NASA joins NSF research portal
NASA has become the second agency to begin offering information about its federally funded research projects on the research.gov Web site launched last year by the National Science Foundation.
NASA has become the second agency to begin offering information about its federally funded research projects on the research.gov Web site launched last year by the National Science Foundation.
NSF intends for the site to become a governmentwide portal to make grant information more easily accessible to the public as well as the research community, said spokeswoman Maria C. Zacharias.
'Up to now, it has been done agency by agency,' Zacharias said. 'Government agencies in general are all being asked to make the information more useable by the public. We have taken the lead with this Web site.'
Until September, when NASA joined, NSF was alone on the site, but the goal from the start was to host information from other agencies across the government. The Army and an Agriculture Department agency have agreed to join the site, but no date has been set for adding their information.
Research.gov hosts detailed information on federally supported scientific research that is searchable in a number of ways. The information has been available in the past, but was intended primarily for institutions and individuals within the research community already seeking or using the grant programs.
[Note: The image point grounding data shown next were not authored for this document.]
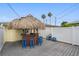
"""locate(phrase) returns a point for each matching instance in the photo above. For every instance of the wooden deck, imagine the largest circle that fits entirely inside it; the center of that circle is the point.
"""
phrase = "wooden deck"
(49, 48)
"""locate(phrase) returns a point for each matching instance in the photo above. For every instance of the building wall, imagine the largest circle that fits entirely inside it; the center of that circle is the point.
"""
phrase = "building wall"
(1, 38)
(64, 34)
(12, 35)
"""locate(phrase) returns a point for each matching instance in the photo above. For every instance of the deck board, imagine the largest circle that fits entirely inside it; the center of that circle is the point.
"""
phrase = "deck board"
(48, 48)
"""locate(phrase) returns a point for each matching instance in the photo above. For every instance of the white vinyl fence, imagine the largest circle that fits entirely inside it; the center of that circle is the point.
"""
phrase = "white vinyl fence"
(1, 38)
(63, 34)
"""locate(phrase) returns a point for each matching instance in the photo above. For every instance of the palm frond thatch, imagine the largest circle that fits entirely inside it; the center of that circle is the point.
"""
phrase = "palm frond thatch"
(28, 22)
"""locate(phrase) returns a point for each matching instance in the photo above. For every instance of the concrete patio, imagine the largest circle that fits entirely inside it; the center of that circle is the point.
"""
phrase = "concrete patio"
(48, 48)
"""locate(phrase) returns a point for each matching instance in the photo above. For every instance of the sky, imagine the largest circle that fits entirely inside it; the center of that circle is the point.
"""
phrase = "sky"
(62, 11)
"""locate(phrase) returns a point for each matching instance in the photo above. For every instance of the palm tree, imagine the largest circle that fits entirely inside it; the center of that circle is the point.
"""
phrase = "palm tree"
(43, 17)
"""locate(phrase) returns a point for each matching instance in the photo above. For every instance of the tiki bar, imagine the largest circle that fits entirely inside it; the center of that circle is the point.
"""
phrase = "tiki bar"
(30, 27)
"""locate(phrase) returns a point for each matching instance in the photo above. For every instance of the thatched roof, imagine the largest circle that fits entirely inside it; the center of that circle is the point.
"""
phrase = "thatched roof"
(27, 22)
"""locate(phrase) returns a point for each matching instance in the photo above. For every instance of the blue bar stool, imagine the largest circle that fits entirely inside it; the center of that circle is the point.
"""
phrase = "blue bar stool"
(40, 40)
(32, 42)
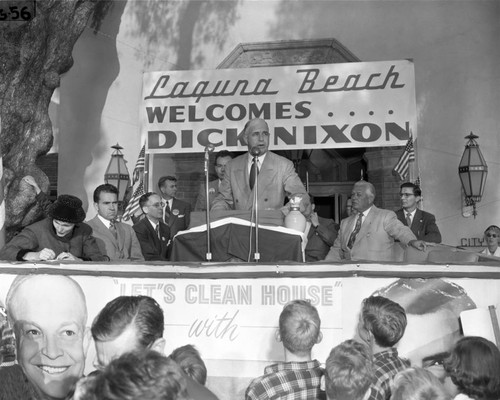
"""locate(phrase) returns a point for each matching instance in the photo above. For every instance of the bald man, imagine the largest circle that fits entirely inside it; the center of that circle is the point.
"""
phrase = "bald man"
(49, 315)
(276, 177)
(369, 234)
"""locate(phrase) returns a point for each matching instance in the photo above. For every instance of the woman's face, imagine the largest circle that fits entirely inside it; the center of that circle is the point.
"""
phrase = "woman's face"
(491, 238)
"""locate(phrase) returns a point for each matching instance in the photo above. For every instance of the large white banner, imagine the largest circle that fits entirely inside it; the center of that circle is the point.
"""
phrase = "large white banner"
(347, 105)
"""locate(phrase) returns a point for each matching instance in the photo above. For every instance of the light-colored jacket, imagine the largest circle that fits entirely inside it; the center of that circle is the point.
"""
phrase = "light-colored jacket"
(277, 179)
(374, 241)
(124, 247)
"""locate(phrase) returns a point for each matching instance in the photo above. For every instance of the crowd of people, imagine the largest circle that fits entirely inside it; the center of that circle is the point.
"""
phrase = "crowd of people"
(367, 233)
(44, 344)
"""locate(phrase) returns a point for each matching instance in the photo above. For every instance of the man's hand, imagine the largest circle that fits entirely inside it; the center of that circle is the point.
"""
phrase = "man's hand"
(65, 256)
(314, 219)
(31, 181)
(42, 255)
(418, 244)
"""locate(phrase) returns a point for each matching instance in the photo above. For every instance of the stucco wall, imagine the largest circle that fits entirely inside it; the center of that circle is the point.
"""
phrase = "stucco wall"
(454, 45)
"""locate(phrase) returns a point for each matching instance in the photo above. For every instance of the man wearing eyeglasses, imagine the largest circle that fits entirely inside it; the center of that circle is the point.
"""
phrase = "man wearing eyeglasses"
(422, 223)
(221, 159)
(153, 234)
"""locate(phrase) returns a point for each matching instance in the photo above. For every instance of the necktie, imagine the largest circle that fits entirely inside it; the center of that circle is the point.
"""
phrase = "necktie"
(112, 228)
(167, 212)
(408, 219)
(352, 238)
(254, 171)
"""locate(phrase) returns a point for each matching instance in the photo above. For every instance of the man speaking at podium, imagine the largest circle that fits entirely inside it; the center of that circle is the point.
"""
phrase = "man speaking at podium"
(276, 175)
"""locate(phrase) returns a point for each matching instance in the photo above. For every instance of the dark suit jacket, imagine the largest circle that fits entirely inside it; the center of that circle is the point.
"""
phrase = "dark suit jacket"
(423, 225)
(153, 248)
(201, 200)
(277, 179)
(124, 247)
(375, 240)
(179, 217)
(320, 239)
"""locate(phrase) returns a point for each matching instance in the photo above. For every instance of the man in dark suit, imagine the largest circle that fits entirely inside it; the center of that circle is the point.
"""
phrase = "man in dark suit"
(370, 233)
(115, 239)
(321, 233)
(221, 159)
(176, 212)
(152, 233)
(422, 224)
(276, 175)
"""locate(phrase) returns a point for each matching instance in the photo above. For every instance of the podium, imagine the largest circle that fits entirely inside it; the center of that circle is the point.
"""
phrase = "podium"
(233, 239)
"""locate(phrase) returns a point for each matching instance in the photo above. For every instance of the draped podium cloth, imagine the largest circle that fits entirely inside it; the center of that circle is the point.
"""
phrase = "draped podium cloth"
(230, 238)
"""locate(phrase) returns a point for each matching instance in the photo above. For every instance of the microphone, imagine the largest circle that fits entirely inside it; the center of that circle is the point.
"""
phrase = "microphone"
(255, 151)
(209, 148)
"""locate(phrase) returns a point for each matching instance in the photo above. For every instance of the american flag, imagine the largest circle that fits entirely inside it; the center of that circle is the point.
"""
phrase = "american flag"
(403, 165)
(138, 185)
(2, 206)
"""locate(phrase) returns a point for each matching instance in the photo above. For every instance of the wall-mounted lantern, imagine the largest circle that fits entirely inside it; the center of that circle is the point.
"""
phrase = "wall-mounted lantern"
(117, 173)
(473, 172)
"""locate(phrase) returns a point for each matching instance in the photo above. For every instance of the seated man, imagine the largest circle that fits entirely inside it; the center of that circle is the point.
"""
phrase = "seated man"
(115, 239)
(152, 233)
(221, 159)
(135, 323)
(381, 325)
(321, 233)
(136, 375)
(276, 175)
(61, 236)
(48, 314)
(348, 372)
(422, 223)
(298, 376)
(371, 232)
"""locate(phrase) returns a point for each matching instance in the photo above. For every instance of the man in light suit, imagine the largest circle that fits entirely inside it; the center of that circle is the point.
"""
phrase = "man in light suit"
(321, 233)
(152, 232)
(422, 224)
(176, 213)
(221, 159)
(376, 233)
(115, 239)
(276, 177)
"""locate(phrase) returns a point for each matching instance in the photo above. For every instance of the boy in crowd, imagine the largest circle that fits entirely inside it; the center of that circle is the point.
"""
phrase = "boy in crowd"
(349, 372)
(298, 375)
(381, 325)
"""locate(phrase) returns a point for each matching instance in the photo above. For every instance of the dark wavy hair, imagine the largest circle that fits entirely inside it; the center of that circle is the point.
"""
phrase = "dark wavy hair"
(474, 367)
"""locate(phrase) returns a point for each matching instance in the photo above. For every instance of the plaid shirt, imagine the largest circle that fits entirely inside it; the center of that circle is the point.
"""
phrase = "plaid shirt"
(386, 364)
(287, 381)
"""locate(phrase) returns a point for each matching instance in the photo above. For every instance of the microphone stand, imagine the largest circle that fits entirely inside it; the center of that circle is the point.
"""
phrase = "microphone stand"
(208, 256)
(256, 208)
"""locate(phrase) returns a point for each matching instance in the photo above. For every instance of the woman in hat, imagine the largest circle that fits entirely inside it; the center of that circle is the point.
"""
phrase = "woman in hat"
(61, 236)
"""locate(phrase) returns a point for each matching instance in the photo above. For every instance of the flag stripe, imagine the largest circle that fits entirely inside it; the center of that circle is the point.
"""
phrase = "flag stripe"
(403, 165)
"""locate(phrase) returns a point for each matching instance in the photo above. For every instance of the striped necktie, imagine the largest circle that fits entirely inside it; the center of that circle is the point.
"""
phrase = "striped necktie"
(354, 233)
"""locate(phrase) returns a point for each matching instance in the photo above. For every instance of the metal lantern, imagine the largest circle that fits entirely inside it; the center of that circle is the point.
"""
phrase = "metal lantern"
(473, 172)
(117, 173)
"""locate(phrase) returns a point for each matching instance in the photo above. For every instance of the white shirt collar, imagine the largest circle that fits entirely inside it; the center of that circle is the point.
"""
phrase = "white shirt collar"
(105, 221)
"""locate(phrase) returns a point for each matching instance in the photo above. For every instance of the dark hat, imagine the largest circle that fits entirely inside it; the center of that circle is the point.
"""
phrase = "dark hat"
(67, 208)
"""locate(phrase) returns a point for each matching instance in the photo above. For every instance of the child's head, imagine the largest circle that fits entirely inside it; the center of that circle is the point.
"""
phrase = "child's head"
(383, 319)
(417, 384)
(348, 371)
(190, 361)
(299, 327)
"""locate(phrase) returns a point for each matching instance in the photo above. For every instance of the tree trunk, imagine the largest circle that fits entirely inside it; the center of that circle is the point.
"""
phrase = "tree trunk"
(33, 55)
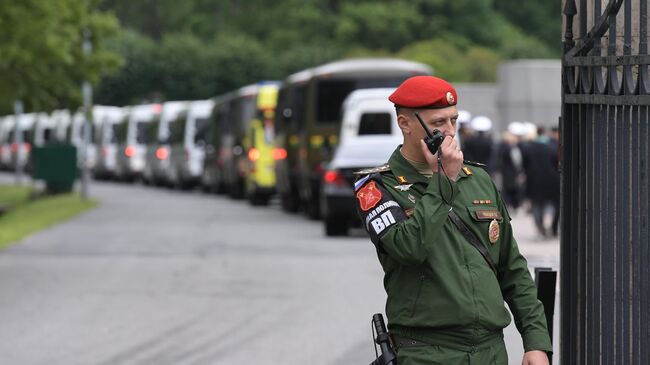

The Federal Funding Accountability and Transparency Act requires agencies to make the information more easily accessible to taxpayers as well, and 'they look for the information differently,' Zacharias said.
Grant recipients tend to look for specific research programs, and the general public is more likely to search by topical issues, geographic locations or other criteria.
The NSF site is searchable by agency, awardee, award amount and date, key word, and an advanced option supports searches by congressional district. Information can be reviewed online or exported in a variety of file formats, including XML and spreadsheets. Program information available includes names of principal investigators, abstracts of the research and citations for research papers generated by the work. There also is a policy library with links to statutes, regulations and policies on the research grants.
The site also allows institutions to track the status of grant applications and submit financial reports online. In the future, NSF intends to add features that would let researchers and reviewers maintain and update profiles in the system and enable program officers to manage grant portfolios, as well as submit standardized federal online research performance reports.
Although there is no mandate for agencies to consolidate this information on a single portal, NSF hopes that it will be used by a more of them.
'There is no technical limit to how many agencies can come on board,' Zacharias said.